Spark is an open source cluster computing framework that can outperform Hadoop by 30x by storing datasets in memory across jobs. Shark is a port of Apache Hive onto Spark, which provides a similar speedup for SQL queries, allowing interactive exploration of data in existing Hive warehouses. In this meetup, we'll go into detail on the implementation of Shark, and also show how to get started with a first alpha release.
The meetup will be hosted at Palantir Technologies in Palo Alto. Food will be available at 6:30, with talks starting at 7 PM.
More Details on Shark
We have ported Apache Hive, the large-scale Hadoop data warehouse solution, to run queries on Spark. The resulting system, Shark (Hive on Spark), can answer Hive QL queries 30 times faster than Hive without modification to the existing data. It is backward-compatible with the Hive QL language, metastore, and user-defined functions. We will cover the architecture and implementation of Shark, including our additions to Hive QL that allow users to cache data in memory, and a new column-oriented format we have designed for storing Hive data efficiently in memory on the JVM as arrays of primitive types.

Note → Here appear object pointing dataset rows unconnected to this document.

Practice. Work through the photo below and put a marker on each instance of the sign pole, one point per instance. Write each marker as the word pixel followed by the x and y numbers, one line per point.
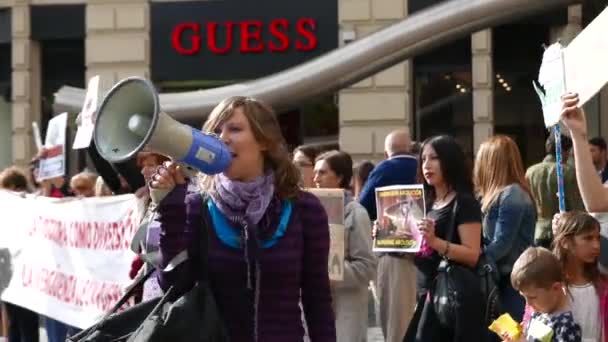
pixel 560 170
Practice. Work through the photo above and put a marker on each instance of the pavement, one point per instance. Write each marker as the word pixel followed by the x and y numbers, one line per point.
pixel 374 334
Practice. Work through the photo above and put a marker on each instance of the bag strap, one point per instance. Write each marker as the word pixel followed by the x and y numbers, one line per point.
pixel 130 292
pixel 452 226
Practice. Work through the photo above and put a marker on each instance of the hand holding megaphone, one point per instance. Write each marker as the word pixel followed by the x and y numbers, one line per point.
pixel 166 177
pixel 130 119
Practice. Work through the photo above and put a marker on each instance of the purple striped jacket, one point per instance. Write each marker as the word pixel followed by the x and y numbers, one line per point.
pixel 293 269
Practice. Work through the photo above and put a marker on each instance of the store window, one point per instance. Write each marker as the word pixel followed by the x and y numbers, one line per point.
pixel 518 50
pixel 442 93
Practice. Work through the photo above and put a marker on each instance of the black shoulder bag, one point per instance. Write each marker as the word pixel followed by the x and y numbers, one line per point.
pixel 460 290
pixel 193 316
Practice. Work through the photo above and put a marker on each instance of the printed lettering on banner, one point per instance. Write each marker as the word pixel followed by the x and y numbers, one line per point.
pixel 70 258
pixel 52 163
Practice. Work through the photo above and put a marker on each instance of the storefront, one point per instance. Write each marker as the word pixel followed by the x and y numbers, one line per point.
pixel 5 89
pixel 198 45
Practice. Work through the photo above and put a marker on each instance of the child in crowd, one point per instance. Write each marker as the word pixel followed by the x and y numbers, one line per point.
pixel 537 275
pixel 577 247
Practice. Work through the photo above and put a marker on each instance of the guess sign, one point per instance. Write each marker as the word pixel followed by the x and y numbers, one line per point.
pixel 251 32
pixel 237 40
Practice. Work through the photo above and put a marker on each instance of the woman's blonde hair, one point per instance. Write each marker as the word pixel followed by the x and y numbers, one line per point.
pixel 498 164
pixel 267 132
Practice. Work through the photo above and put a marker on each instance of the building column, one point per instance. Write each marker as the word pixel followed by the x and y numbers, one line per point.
pixel 483 87
pixel 117 40
pixel 24 80
pixel 372 108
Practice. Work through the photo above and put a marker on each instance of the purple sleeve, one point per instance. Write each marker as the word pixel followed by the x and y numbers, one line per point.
pixel 316 294
pixel 178 229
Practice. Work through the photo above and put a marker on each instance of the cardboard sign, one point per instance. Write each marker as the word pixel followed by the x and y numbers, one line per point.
pixel 551 83
pixel 585 59
pixel 52 164
pixel 86 124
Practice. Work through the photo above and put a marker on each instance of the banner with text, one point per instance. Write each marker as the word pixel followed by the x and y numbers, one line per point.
pixel 69 258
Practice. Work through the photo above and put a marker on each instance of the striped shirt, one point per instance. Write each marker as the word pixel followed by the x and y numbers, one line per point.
pixel 293 269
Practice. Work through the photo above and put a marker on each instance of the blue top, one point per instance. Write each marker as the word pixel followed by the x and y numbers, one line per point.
pixel 508 227
pixel 231 236
pixel 398 170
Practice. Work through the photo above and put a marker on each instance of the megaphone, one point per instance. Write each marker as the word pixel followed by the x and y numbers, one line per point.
pixel 129 119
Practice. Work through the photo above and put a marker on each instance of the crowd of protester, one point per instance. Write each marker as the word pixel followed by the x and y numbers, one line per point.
pixel 268 238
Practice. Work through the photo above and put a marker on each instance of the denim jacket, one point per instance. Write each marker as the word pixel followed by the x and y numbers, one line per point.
pixel 508 227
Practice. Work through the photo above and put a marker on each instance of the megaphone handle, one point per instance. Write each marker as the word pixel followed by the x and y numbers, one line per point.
pixel 157 195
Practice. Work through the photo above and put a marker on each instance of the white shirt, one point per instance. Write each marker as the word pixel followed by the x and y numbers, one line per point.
pixel 586 311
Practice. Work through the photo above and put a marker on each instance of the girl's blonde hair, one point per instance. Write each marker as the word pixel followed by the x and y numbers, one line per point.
pixel 498 165
pixel 267 132
pixel 570 224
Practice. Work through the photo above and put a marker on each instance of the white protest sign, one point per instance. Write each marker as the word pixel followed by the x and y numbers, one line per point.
pixel 551 83
pixel 52 164
pixel 86 123
pixel 70 258
pixel 37 136
pixel 579 68
pixel 586 59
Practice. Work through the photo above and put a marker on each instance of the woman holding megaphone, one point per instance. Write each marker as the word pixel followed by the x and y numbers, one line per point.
pixel 268 241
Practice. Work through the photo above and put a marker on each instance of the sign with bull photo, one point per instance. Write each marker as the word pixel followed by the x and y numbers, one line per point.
pixel 399 208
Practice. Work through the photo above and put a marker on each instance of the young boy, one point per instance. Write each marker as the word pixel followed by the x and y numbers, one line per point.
pixel 538 276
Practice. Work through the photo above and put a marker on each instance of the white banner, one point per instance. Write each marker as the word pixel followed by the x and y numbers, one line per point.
pixel 70 257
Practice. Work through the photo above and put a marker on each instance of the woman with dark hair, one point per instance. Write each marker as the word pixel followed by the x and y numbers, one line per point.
pixel 22 323
pixel 447 179
pixel 304 158
pixel 333 169
pixel 362 171
pixel 268 241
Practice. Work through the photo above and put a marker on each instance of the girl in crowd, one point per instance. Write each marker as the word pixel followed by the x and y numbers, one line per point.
pixel 362 172
pixel 304 159
pixel 447 182
pixel 509 215
pixel 577 246
pixel 333 169
pixel 268 242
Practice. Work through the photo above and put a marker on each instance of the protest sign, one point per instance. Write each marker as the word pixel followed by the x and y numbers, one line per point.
pixel 399 208
pixel 52 163
pixel 333 202
pixel 70 258
pixel 585 59
pixel 86 122
pixel 580 68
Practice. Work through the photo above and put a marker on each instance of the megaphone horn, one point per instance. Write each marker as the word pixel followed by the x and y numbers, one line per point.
pixel 129 119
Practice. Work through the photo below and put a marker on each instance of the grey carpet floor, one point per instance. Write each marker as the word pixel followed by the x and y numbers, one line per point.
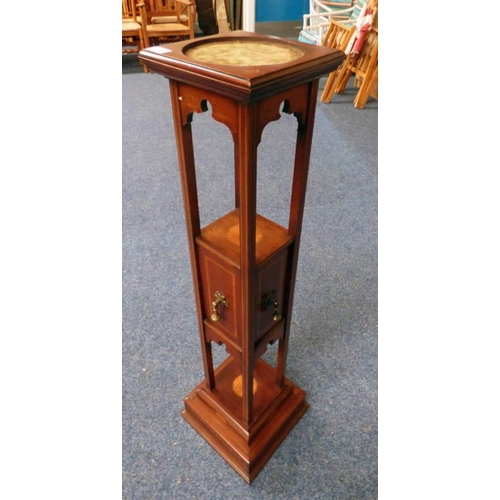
pixel 332 452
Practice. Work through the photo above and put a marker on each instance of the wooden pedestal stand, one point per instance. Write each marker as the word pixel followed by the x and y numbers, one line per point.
pixel 243 265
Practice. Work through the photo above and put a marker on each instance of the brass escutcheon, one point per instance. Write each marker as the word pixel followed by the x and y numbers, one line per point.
pixel 219 299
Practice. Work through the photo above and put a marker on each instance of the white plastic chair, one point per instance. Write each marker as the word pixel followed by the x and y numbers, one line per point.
pixel 315 24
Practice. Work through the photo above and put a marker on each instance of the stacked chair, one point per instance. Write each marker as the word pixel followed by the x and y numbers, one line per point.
pixel 360 43
pixel 156 21
pixel 315 24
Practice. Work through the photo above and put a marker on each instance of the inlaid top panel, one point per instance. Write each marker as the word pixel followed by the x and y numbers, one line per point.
pixel 244 53
pixel 243 66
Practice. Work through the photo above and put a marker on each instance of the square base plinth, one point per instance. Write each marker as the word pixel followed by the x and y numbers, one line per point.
pixel 216 416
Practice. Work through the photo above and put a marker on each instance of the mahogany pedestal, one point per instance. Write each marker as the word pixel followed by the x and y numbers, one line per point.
pixel 244 265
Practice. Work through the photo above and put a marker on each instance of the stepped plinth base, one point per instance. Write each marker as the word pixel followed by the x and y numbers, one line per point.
pixel 217 416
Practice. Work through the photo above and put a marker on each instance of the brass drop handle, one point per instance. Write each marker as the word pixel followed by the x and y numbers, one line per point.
pixel 276 316
pixel 219 299
pixel 269 299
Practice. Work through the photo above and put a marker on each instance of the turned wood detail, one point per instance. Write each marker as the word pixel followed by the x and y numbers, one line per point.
pixel 225 110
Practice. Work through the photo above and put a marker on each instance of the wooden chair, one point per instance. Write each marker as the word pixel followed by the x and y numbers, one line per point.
pixel 336 37
pixel 364 67
pixel 316 24
pixel 132 33
pixel 181 27
pixel 362 63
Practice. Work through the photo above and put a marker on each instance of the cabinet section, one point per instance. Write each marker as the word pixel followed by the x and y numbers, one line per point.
pixel 218 255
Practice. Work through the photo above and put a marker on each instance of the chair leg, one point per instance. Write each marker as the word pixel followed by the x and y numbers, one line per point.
pixel 327 93
pixel 365 88
pixel 342 79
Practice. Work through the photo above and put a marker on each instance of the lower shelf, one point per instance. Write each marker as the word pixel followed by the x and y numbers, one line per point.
pixel 245 450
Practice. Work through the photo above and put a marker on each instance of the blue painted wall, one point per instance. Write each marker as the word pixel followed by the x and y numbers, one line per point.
pixel 280 10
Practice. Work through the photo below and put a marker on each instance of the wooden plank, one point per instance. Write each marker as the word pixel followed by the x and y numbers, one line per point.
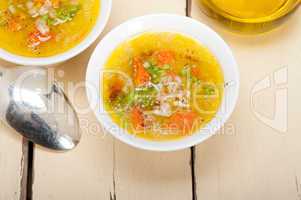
pixel 101 168
pixel 250 159
pixel 12 163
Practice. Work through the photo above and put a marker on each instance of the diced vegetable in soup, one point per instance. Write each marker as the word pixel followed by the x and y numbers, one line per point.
pixel 41 28
pixel 162 86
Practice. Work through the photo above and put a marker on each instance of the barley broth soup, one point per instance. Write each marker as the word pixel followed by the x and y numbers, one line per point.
pixel 42 28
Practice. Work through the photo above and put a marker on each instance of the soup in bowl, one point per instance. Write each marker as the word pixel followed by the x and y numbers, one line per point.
pixel 49 31
pixel 163 85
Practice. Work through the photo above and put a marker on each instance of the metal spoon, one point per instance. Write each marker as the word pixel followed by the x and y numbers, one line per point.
pixel 38 110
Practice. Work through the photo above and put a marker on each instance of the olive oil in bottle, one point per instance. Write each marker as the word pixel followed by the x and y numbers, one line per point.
pixel 251 16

Additionally, we will discuss our ongoing work on integrating SQL processing with machine learning, which we see as a natural future direction for Shark due to Spark's inherent efficiency at iterative algorithms. In Shark, we allow users to express their machine learning algorithms as Scala-based "distributed UDFs", which then run in the same execution engine as the SQL query processor. This enables much more efficient data pipelines, and provides a unified system for data analysis using both SQL and sophisticated statistical learning functions.
These topics will be presented by Reynold Xin, Cliff Engle and Antonio Lupher, the Berkeley research team behind Shark.